In other words, if you sit at home on your couch and just sort of veg out every day, are you going to have an easy gratitude list to make? Probably not. You might struggle to find reasons to be grateful if you have a boring and uninspired life.

So I am going to go against conventional wisdom here a bit and say this:

Yes, you can create gratitude out of thin air. Yes, you can choose happiness right now, with no change in circumstances. Yes, you can use negative visualization or write out gratitude lists and thus create your own gratitude from simple thought experiments.

However, you can also do more in my experience. You can push yourself to do the footwork of recovery, the hard work, the step work, and the work that is rebuilding your life into something positive.

In other words, let’s not just say “we all have everything that we need right now to be perfectly content, and therefore we should all be overflowing with gratitude.” That might be true in the purely mystical sense, but I think from a practical standpoint we can do better.

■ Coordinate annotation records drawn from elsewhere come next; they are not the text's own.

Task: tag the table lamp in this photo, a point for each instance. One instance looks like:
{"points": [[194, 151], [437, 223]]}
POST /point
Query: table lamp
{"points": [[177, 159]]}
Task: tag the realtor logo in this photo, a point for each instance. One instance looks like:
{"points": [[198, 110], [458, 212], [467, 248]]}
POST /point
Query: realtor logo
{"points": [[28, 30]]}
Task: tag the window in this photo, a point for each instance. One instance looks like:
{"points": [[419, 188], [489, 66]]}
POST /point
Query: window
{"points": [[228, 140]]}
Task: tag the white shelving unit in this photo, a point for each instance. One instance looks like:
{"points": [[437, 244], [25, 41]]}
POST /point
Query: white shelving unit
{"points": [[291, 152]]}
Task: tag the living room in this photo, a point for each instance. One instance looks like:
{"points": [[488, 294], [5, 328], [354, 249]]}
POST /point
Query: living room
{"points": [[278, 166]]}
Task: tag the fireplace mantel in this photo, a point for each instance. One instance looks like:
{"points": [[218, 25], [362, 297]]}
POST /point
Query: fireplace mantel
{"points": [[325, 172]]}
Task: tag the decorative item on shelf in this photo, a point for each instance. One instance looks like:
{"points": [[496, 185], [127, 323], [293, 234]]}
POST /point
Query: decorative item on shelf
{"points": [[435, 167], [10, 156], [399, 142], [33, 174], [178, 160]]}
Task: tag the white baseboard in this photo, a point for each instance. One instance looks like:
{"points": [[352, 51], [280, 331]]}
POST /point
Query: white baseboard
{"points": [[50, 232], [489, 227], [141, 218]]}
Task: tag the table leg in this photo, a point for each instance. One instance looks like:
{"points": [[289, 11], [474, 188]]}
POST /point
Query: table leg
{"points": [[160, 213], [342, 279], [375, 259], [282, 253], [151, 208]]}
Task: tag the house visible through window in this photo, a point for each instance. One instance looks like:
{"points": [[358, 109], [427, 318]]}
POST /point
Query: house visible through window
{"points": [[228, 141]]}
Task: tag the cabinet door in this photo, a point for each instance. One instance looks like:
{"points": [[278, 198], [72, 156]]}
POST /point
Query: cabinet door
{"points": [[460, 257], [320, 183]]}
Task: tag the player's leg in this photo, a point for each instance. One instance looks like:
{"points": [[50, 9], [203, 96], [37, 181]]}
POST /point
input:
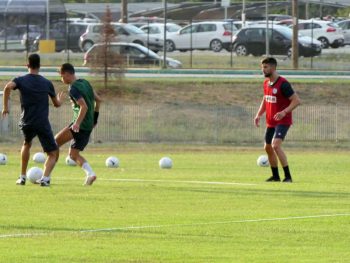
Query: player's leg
{"points": [[25, 155], [28, 135], [280, 134], [49, 145], [63, 136], [271, 155], [78, 144]]}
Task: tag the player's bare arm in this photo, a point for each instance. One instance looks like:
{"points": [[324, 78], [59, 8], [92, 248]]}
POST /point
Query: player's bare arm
{"points": [[7, 91], [58, 99], [294, 102], [82, 112], [261, 111]]}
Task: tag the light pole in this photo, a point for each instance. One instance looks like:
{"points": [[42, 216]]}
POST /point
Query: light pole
{"points": [[164, 36], [267, 40], [243, 14]]}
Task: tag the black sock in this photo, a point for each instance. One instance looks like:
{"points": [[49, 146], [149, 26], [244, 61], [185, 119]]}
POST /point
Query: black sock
{"points": [[286, 172], [275, 173]]}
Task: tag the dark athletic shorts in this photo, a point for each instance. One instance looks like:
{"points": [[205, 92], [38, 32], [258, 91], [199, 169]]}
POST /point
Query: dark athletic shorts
{"points": [[80, 139], [279, 132], [44, 134]]}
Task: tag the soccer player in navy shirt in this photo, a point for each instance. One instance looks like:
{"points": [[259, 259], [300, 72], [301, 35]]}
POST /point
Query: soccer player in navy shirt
{"points": [[278, 103], [34, 91]]}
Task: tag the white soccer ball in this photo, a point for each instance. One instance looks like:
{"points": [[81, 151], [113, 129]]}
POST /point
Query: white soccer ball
{"points": [[70, 162], [263, 161], [34, 174], [3, 159], [112, 162], [165, 163], [39, 157]]}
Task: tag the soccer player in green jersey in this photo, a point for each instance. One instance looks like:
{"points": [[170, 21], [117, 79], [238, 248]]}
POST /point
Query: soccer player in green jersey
{"points": [[86, 104]]}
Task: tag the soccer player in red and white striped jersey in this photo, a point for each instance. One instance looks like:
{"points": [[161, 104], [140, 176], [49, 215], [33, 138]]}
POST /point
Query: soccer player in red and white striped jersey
{"points": [[278, 103]]}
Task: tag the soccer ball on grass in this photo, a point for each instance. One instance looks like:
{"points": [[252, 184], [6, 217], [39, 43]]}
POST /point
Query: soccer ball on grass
{"points": [[34, 174], [112, 162]]}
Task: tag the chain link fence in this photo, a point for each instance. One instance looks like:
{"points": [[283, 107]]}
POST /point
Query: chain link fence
{"points": [[186, 123]]}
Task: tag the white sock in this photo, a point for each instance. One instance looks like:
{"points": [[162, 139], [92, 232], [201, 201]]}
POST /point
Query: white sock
{"points": [[87, 168]]}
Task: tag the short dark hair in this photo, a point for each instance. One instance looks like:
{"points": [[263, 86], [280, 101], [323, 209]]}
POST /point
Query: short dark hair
{"points": [[67, 67], [269, 60], [34, 61]]}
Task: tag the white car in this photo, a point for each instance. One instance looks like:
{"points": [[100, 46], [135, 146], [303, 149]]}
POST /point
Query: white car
{"points": [[132, 54], [125, 33], [157, 29], [345, 26], [328, 33], [203, 35]]}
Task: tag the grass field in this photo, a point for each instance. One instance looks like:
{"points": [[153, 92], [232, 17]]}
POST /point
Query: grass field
{"points": [[212, 206]]}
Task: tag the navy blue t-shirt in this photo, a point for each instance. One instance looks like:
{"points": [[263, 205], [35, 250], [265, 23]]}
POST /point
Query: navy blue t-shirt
{"points": [[34, 94]]}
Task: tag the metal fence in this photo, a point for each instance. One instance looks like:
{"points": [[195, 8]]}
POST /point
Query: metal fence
{"points": [[184, 123]]}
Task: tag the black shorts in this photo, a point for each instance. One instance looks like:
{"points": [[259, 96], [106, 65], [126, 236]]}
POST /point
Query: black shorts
{"points": [[280, 132], [80, 139], [44, 133]]}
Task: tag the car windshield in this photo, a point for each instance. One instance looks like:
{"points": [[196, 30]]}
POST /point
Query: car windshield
{"points": [[333, 25], [172, 28], [148, 51], [287, 32], [133, 29]]}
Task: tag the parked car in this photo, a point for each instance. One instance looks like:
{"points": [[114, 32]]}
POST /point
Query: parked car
{"points": [[125, 33], [203, 35], [131, 53], [329, 33], [157, 29], [14, 37], [252, 40], [345, 26], [64, 40]]}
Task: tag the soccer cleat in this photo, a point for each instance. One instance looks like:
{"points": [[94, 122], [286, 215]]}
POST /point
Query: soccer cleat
{"points": [[287, 180], [43, 182], [21, 181], [273, 179], [90, 180]]}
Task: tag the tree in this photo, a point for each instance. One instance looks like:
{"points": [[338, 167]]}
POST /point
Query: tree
{"points": [[105, 59]]}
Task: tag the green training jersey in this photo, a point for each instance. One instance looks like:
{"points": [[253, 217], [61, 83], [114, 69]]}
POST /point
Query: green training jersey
{"points": [[81, 88]]}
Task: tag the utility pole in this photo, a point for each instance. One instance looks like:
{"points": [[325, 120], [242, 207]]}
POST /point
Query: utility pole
{"points": [[124, 14], [295, 42], [267, 35]]}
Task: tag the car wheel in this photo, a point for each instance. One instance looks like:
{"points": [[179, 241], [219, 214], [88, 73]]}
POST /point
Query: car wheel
{"points": [[138, 42], [324, 42], [335, 45], [241, 50], [170, 46], [87, 45], [216, 45]]}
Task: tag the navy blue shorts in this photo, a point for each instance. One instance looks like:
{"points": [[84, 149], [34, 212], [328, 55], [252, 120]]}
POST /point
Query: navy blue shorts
{"points": [[44, 134], [279, 132], [80, 139]]}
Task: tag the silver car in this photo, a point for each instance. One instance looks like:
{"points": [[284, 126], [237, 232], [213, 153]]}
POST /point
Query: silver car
{"points": [[124, 33], [345, 26]]}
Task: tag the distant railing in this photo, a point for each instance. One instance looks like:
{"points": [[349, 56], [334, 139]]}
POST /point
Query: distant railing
{"points": [[187, 123]]}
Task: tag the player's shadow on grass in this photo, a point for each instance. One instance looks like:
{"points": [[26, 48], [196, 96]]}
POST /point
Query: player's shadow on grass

In other words, let’s also create a plan of recovery that involves building ourselves up and rebuilding our lives in a positive way.

I am grateful today that I got into shape in my recovery and I work out on a regular basis. I am grateful today that I went back to college and finished up that degree. I am grateful today that I started a side business and found some success with it. I am grateful today that I work in a treatment center and have seen several promotions.

In other words, if you really want to feel gratitude, I believe that you should put in some hard work. Achievement should be a part of your quest for gratitude.

Not in a selfish kind of way, but in an empowering sort of way. In other words, I am grateful that I get to work in a treatment center today and have the opportunity to give back to others and share my experience in recovery. I get to do that. I am lucky enough to be able to do that. And part of it was the hard work that I put in to get into that position.

So I do realize that the conventional wisdom tells us that we can all be grateful, right now, with no changes required.

But I also feel like we should push ourselves to achieve more, to make something more of our situation, to find a way to tap into our strengths so that we can help others. And when you create those connections and find a way to succeed in your recovery, it is like a huge gratitude multiplier. And I think that is worth striving for.